En la de Cienfuegos quiero que sea diferente. He dirigido aquí la sala de literatura antes que el acoso de la policía política me hiciera huir a La Habana. La casa donde G. y yo alquilamos una habitación se encuentra a unas cuadras de la biblioteca. Entro. Me preguntan en la puerta. Explico. La recepcionista no me conoce, claro. Cuando uno está de vuelta las visiones se cruzan, se alternan, al mirar, los ciegos y los tuertos, y los diálogos de sordos se multiplican como ecos incomprensibles para un testigo.
Poco a poco voy recorriendo los pasillos, me detengo a mirar las colecciones, subo las amplias escaleras de mármol de lo que fuera un día el espléndido liceo de la ciudad. Creo ver entrar menos luz por los vitrales. No hay lectores en las salas de arriba. Al fin aparecen los empleados que ya no se ven obligados a llevar un ridículo uniforme como antes. Después de unos minutos me reconocen los que sobreviven. Otros, como yo, se han ido, los menos no han venido a trabajar ese día. Les dejo un ejemplar del poemario escrito durante mis años de exilio, y les prometo, aunque sé que miento, que pasaré mañana a verlos una vez más antes de irme.
—¿Qué lleva usted en su equipaje?, me pregunta en el aeropuerto José Martí el aduanero, al tiempo que tantea el gusano que me llevo a Francia.
(Tal y como estaba previsto G. se ha ido de vuelta una semana antes con mi ordenador, el cuaderno de apuntes, y nuestras maletas. Heme aquí entonces saliendo de Cuba con un viejo gusano encontrado en un rincón de casa de mi madre).
—Son libros, sólo libros, soy profesor, le respondo al empleado que me mira con asombro.
—¿Libros?, pregunta, cuando en realidad no debía hacerlo, porque ya tiene abierto el gusano y los libros se desparraman a su vista.
—Yo sólo he leído un libro en mi vida, El diablo cojuelo, me confiesa, con una sonrisa que creo orgullosa.
—Es un libro clásico ése, le digo disimulando el nerviosismo que me produce el tener algún problema para irme.

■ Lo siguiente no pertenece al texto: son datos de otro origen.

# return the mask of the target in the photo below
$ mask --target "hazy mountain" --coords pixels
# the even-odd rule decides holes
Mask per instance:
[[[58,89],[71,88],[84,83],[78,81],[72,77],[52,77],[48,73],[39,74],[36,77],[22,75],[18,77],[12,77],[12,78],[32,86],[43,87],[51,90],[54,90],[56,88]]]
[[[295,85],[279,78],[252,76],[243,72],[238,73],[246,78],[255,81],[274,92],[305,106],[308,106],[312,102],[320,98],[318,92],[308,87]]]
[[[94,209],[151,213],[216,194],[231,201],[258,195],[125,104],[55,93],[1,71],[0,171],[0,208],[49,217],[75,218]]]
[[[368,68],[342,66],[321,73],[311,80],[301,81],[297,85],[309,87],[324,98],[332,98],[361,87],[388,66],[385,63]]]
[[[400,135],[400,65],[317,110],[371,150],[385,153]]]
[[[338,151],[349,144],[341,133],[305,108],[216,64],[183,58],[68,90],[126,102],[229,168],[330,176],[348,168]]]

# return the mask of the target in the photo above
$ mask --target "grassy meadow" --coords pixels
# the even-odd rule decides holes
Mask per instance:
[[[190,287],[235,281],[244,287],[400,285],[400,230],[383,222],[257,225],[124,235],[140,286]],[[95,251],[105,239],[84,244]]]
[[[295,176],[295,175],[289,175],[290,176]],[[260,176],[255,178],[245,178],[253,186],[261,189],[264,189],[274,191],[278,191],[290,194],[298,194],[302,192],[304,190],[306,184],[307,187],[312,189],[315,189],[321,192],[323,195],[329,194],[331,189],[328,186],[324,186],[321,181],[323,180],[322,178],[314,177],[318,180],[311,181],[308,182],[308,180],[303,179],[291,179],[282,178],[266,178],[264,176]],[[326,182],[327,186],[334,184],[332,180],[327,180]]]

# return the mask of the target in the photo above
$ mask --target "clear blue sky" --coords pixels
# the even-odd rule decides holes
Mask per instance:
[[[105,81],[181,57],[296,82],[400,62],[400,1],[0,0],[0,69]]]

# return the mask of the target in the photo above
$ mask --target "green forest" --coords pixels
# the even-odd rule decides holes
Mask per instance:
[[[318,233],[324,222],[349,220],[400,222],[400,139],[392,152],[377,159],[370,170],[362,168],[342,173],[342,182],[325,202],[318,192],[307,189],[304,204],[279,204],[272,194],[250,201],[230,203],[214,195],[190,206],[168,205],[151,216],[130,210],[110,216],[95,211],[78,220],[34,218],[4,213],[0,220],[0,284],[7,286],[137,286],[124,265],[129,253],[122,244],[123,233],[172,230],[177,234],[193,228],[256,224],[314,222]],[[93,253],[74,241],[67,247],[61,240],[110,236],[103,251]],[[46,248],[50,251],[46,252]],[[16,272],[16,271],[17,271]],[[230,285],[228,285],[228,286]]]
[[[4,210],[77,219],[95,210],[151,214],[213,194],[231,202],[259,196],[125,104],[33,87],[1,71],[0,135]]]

Y le comento para ganar tiempo y pensando en la novela homónima de Alain-René Lesage, que los franceses copiaron ese libro e hicieron uno parecido, antes de preguntarle algo absurdo: ¿Y le gustó el libro?
Tuteándome, al ver que soy cubano, en vez de responderme qué piensa del travieso Diablo, me hace a su vez una pregunta que no viene al caso: ¿Y dónde vives tú ahora?
Le respondo.
—¿En París? Como las cigüeñas… dice sin terminar la frase… Como las cigüeñas, repite, mirando, creo, hacia el techo, desde el que supongo que el fantasma de un Diablo Cojuelo se divierte haciendo temblar mis piernas ante la demora de este control para mí infinito.
Ya en el avión me impongo no mirar abajo la lenta desaparición de la silueta de la isla en el mar. Y me sorprende el entusiasmo con que empiezo a imaginar la forma que tendrá en casa, con los libros que G. y yo compramos en Cuba, mi biblioteca de libros cubanos.